The dataset appears to be sourced from a hypothetical or simulated context, as there are no specific references to its origin or a real-world source. This lack of provenance makes it challenging to verify the data's credibility directly. However, several steps could be taken to assess and enhance the dataset's reliability:

Evaluation of Realism: The data was reviewed for internal consistency, such as logical ranges for numerical values (e.g., no excessive or unrealistic hours_worked_per_day) and plausible relationships between variables.

Contextual Plausibility: The dataset includes common workplace variables such as stress levels, hours worked, and productivity changes, which are standard in workplace studies.

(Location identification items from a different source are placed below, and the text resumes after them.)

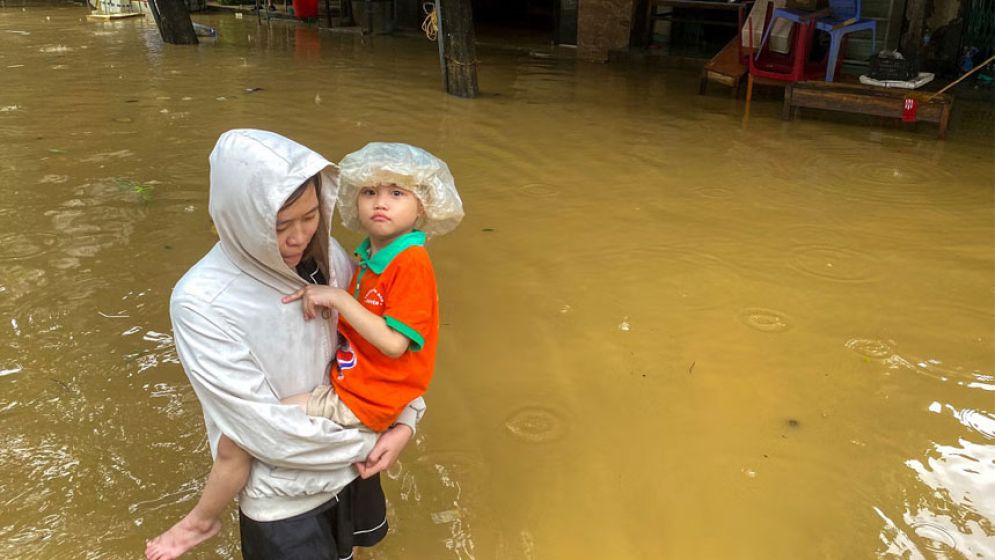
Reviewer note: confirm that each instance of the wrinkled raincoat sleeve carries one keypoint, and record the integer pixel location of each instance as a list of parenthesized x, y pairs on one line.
[(237, 399)]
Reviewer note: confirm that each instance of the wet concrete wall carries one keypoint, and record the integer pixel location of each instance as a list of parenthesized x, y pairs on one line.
[(602, 25)]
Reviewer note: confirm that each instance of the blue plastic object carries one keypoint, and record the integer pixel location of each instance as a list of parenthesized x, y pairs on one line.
[(843, 18)]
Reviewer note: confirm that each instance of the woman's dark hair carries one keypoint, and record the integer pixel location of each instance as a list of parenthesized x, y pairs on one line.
[(317, 248)]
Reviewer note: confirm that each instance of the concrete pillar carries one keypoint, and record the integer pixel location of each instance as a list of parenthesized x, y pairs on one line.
[(602, 25)]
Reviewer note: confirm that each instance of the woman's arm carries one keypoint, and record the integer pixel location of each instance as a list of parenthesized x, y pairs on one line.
[(372, 327)]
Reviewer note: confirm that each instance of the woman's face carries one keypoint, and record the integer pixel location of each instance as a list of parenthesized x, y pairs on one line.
[(296, 224)]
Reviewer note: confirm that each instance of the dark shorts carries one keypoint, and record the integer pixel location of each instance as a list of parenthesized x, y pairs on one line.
[(356, 517)]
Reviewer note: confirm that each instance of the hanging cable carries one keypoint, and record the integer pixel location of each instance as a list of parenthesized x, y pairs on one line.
[(431, 24)]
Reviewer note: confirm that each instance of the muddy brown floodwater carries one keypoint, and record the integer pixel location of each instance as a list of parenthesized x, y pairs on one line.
[(665, 335)]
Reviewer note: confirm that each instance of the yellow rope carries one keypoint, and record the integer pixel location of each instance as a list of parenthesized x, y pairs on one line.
[(431, 24), (455, 62)]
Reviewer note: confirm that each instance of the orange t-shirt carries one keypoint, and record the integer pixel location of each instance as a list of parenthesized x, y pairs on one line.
[(398, 284)]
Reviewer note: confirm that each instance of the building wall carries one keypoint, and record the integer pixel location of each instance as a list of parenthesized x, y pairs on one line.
[(602, 25)]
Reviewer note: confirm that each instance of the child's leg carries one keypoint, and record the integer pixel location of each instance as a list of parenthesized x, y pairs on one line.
[(322, 401), (228, 475)]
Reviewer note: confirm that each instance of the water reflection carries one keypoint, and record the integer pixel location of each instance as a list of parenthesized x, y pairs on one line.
[(954, 519)]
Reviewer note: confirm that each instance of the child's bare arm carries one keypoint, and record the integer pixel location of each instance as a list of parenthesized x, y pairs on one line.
[(371, 327)]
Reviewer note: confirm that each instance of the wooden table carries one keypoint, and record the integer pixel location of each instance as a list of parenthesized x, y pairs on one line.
[(865, 100)]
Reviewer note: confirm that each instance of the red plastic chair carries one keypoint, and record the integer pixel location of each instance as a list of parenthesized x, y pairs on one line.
[(792, 67)]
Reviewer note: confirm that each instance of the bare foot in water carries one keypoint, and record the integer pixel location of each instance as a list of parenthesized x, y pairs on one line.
[(180, 538)]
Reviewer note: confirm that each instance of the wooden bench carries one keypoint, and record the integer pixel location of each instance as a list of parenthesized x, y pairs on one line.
[(866, 100)]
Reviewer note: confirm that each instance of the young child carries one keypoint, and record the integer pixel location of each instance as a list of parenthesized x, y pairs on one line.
[(388, 321)]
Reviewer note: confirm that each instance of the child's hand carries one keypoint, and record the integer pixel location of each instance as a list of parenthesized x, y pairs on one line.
[(314, 296)]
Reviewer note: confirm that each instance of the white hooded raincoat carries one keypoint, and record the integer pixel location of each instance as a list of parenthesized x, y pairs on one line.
[(244, 350)]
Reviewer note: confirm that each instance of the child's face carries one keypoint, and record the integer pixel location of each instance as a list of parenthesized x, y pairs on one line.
[(386, 212)]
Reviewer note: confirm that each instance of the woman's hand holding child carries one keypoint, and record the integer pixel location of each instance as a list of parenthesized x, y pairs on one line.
[(314, 296)]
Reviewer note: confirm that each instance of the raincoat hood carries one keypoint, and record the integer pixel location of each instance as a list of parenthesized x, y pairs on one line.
[(244, 350), (253, 172)]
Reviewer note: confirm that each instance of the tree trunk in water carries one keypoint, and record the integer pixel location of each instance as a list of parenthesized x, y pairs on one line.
[(173, 20), (460, 47)]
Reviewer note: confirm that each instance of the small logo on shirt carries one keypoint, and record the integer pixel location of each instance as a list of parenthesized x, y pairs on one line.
[(373, 298), (345, 358)]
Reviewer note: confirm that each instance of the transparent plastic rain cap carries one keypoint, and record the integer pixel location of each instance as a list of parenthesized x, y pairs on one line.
[(411, 168)]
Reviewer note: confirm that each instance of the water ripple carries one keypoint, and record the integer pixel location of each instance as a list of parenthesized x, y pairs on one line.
[(536, 424), (15, 246), (834, 263), (765, 320)]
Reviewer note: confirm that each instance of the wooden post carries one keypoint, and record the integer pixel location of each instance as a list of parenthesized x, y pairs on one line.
[(460, 47), (915, 16), (173, 20)]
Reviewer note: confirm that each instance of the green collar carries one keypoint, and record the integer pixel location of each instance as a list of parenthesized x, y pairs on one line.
[(378, 262)]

These align with known topics in workplace analytics, lending some credibility to the structure of the dataset.

Potential Assumptions about Source Credibility: In the absence of metadata or documentation, it was assumed that the dataset's structure and values were designed to simulate realistic workplace data for analysis purposes.


In [27]:
# Was your data acquired in an ethical way?

Yes. The data was downloaded from Kaggle.

In [29]:
# How would you mitigate any of the ethical implications you have identified?

Ethical data collection involves obtaining consent, ensuring anonymity where necessary, and being transparent about how data is used. 

Avoiding Data Misuse: Ethical practices help prevent the misuse of data, such as using it for discriminatory, exploitative, or manipulative purposes.